I want encrypted DNS queries (Real world <----->router). For that I've installed DNSCrypt on my PC bcz I couldn't make it run on my router. +
I want to mark DSCP to packets coming from various IP addresses. For this I'm using ipset.
BUT due to encryption from real world to PC my router is unable to identify IP addresses. Hence it can not mark DSCP to incoming/outgoing packets.
So if I e.g. if I go to www.yoututbe.com DNS resolves it to an IP address & fills up in the ipset hash list. Same goes for other traffic. The real benefit of this is that IP address changes for the domain time to time. So it's ideal solution to use ipset instead of fixed IP addresses/ports to set DSCP tags. Just add youtube.com in ipset you'd be done with it.
Just a follow up question.
I just checked in Status>Realtime Graph>Connections it lists all the traffic with the IPs currently connected to. How is this possible when I'm using DNSCrypt on my PC?
I'll be honest, I'm still somewhat confused - and perhaps that's why you think IP connections should not appear...but if you're adding ipsets in order to perform DSCP tagging - it seems you're aware that your router would be able to track your IP traffic.
Nonetheless, any time you make a connection, the router knows. Regarding your DNSCrypt requests, the only thing hidden is the contents of the requests, it's still known that you connected to a DNSCrypt-enabled DNS server.

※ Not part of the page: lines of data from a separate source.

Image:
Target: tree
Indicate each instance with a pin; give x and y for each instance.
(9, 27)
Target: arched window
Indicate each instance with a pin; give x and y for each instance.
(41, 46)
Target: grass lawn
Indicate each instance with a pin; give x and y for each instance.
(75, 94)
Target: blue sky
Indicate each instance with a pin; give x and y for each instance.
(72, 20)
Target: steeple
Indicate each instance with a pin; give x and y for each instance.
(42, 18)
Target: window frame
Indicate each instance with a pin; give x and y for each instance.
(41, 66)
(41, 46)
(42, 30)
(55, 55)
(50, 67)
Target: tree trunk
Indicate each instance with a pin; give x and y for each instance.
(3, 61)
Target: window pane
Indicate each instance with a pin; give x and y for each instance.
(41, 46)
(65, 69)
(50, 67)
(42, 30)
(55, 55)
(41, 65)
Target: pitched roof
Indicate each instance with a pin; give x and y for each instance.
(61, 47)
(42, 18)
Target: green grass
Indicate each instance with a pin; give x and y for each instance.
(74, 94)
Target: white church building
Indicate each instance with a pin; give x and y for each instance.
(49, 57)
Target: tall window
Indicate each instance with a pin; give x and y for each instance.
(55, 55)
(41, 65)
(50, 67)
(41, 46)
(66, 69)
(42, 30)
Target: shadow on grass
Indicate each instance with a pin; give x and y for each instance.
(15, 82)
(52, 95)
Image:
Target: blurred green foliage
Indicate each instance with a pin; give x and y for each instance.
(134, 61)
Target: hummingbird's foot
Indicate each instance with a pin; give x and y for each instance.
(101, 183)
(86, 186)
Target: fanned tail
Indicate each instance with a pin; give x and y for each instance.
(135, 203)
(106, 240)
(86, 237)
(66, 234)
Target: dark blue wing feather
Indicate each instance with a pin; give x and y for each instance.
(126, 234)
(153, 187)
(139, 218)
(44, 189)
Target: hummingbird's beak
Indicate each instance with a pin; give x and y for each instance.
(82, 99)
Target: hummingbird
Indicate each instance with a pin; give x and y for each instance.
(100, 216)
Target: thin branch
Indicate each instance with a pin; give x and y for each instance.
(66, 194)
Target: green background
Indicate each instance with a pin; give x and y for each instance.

Further, connections of subsequent lookups (like CNAME resolution) and access to the results will also be seen.
So basically, you'll need to run a VPN on the client to hide traffic from the router as you describe. Then, you should only see one connection to the VPN server (if you use its IP in the config). Be aware, if you hide your IP traffic from the router, it cannot perform the tagging you seem to desire!